Even after virus-related travel restrictions eventually ease, Chief Executive Guillaume Faury acknowledged it will take a long time to persuade customers to get back on planes. Just how long, he can’t predict.
“We are in the gravest crisis the aerospace industry has ever known,” Faury said. “Now we need to work as an industry to restore passenger confidence in air travel as we learn to coexist with this pandemic.”
Images shared online of packed planes and maskless, elbow-to-elbow passengers on U.S. flights - despite virus protection guidelines - have worried travelers and airline unions alike. International travel restrictions, meanwhile, have grounded thousands of planes worldwide.
Faury insisted that airplanes are “probably the best place to be” during a virus outbreak because of air filtration systems put in place after previous virus outbreaks and other threats, but said Airbus will work with aviation authorities to try to calm the public.
Shares in Airbus and Boeing have dropped some 60% this year as customer airlines collapse or seek billions of dollars in government bailouts. Airbus was unable to deliver 60 planned planes in the quarter because of virus-related problems, and said the second quarter looks similarly rough. Customers are asking for delays, which Faury called “the biggest issue we are managing at the moment.”
Airbus executives expressed hope Wednesday that deliveries could start picking up in the second half of the year. But they refused to issue long-term guidance given that the virus is still spreading, and that governments are reluctant to relax international travel restrictions.
U.S. rival Boeing is facing similar woes. Boeing’s CEO said Monday that it will take years for the aircraft-building business to return to levels seen before the coronavirus pandemic. Airbus has slashed production by a third since the virus hit, and Faury said Airbus will study “resizing” the company after the crisis ebbs - a worrying prospect on a continent where Airbus has factories in four countries and is one of the region's industrial leaders.
Already 3,000 Airbus workers in France are on temporary unemployment and the number is expected to grow. In addition, 3,200 workers in the U.K. are on furlough and negotiations are under way to put thousands of German workers on short work plans.
A recent letter by Faury warning workers that the company is “bleeding cash” was a shock to many. But Frederic Romain of French union CFTC said “the situation requires transparency. It allows workers to open their eyes” to what’s ahead.
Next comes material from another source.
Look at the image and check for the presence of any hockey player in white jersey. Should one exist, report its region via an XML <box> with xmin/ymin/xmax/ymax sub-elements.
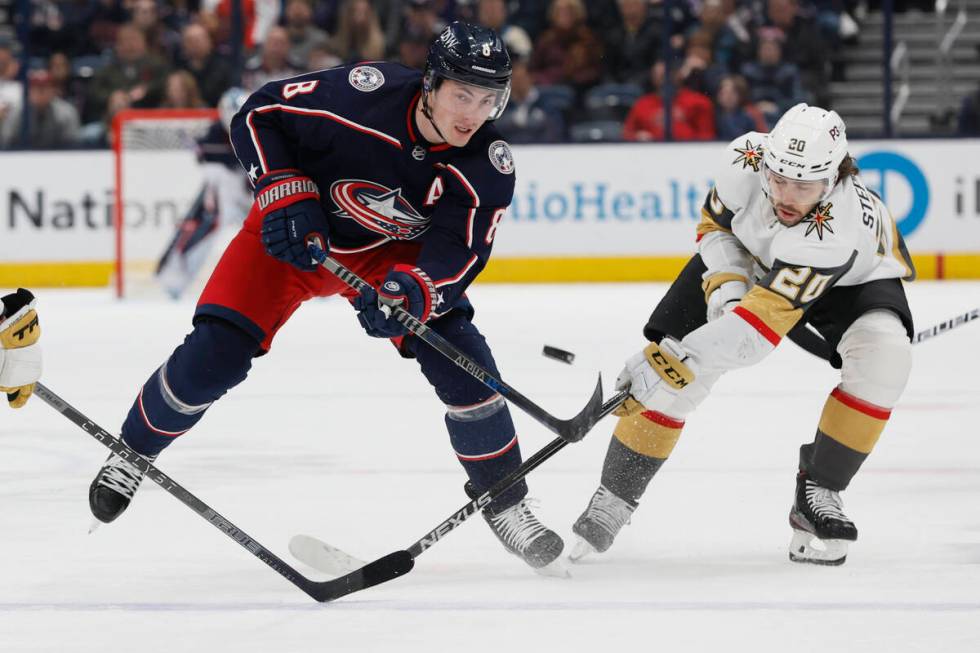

“Fears? We have a lot of them. For the moment we don’t have a clear vision of what awaits us," Romain said. Airbus reported a 15% drop in revenues to 10.6 billion euros in the first quarter. Looking longer term, Faury insisted that Airbus remains committed to reducing airplane emissions but said it's “less urgent” than before the coronavirus crisis because the company has more pressing problems to solve. “For practical cash reasons," Airbus has stopped or suspended some projects aimed at “decarbonizing” its production, he said.